Real-valued FFT implementation using Cooley-Tukey algorithm.

If you're looking to create an FFT-based FX, look to the FFTProcessable trait used in conjunction with FFTProcess instead. This struct is a lower-level implementation that provides FFT and inverse FFT on fixed windows of real values. FFTProcessable structs will enable you to send audio samples (such as in a custom struct's .next() fn) into and out of an FFT, doing some manipulation of the magnitudes and phases in between. (FFTProcess has this RealFFT struct inside of it.)
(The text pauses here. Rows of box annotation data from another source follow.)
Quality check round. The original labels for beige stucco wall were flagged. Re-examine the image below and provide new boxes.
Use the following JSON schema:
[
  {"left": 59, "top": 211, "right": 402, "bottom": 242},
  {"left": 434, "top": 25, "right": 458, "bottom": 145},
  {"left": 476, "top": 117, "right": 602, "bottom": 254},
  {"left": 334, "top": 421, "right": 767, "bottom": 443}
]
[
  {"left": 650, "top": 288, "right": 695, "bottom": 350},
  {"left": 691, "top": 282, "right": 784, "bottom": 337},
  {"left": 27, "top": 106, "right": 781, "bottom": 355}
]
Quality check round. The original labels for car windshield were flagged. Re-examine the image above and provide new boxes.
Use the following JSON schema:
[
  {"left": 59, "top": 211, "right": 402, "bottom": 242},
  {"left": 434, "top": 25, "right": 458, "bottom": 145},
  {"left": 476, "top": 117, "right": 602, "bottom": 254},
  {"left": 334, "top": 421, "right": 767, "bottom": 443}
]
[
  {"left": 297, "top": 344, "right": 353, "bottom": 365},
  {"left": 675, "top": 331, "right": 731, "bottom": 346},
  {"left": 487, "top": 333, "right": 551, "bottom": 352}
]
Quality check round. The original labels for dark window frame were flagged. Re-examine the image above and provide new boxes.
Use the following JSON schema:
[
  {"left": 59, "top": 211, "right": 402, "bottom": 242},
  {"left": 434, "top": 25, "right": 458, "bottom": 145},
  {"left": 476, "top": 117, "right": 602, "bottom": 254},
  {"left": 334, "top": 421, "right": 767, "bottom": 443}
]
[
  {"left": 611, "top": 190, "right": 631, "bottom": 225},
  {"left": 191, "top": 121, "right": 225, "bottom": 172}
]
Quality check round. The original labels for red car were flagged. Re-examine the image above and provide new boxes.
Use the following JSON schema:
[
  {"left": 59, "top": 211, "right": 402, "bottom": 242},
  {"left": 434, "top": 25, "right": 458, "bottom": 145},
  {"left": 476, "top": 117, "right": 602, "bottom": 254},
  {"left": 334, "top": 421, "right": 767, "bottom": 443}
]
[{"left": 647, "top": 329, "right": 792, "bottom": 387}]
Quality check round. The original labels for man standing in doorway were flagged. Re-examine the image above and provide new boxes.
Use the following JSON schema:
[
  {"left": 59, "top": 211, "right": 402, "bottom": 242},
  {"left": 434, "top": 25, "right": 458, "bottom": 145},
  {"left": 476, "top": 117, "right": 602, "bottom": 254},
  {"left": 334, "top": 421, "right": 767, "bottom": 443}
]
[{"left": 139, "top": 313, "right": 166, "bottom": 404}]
Traits: AnyType, Copyable, ImplicitlyDeletable, Movable

RealFFT Parameters

Name Type Default Description
num_chans Int 1 Number of channels for SIMD processing.

RealFFT Functions

struct RealFFT . fn init

Initialize the RealFFT struct. All internal buffers and lookup tables are set up here based on the Parameters.

fn init Signature

def __init__(out self, window_size: Int)

fn init Arguments

Name Type Default Description
window_size Int FFT window size in samples.

fn init Returns : Self

Static Method

This is a static method.

struct RealFFT . fn fft

Compute the FFT of the input real-valued samples. The resulting magnitudes and phases are stored in the internal mags and phases lists.

fn fft Signature

def fft(mut self, input: List[SIMD[DType.float64, num_chans]])

fn fft Arguments

Name Type Default Description
input List[SIMD[DType.float64, num_chans]] The input real-valued samples to transform. This can be a List of SIMD vectors for multi-channel processing or a List of Float64 for single-channel processing.

struct RealFFT . fn fft

Compute the FFT of the input real-valued samples. The resulting magnitudes and phases are stored in the provided lists.

fn fft Signature

def fft(mut self, input: List[SIMD[DType.float64, num_chans]], mut mags: List[SIMD[DType.float64, num_chans]], mut phases: List[SIMD[DType.float64, num_chans]])

fn fft Arguments

Name Type Default Description
input List[SIMD[DType.float64, num_chans]] The input real-valued samples to transform. This can be a List of SIMD vectors for multi-channel processing or a List of Float64 for single-channel processing.
mags List[SIMD[DType.float64, num_chans]] A mutable list to store the magnitudes of the FFT result.
phases List[SIMD[DType.float64, num_chans]] A mutable list to store the phases of the FFT result.

struct RealFFT . fn ifft

Compute the inverse FFT using the internal magnitudes and phases. The output real-valued samples are written to the provided output list.

fn ifft Signature

def ifft(mut self, mut output: List[SIMD[DType.float64, num_chans]])

fn ifft Arguments

Name Type Default Description
output List[SIMD[DType.float64, num_chans]] A mutable list to store the output real-valued samples.

struct RealFFT . fn ifft

Compute the inverse FFT using the provided magnitudes and phases. The output real-valued samples are written to the provided output list.

fn ifft Signature

def ifft(mut self, mags: List[SIMD[DType.float64, num_chans]], phases: List[SIMD[DType.float64, num_chans]], mut output: List[SIMD[DType.float64, num_chans]])

fn ifft Arguments

Name Type Default Description
mags List[SIMD[DType.float64, num_chans]] A list of magnitudes for the inverse FFT.
phases List[SIMD[DType.float64, num_chans]] A list of phases for the inverse FFT.
output List[SIMD[DType.float64, num_chans]] A mutable list to store the output real-valued samples.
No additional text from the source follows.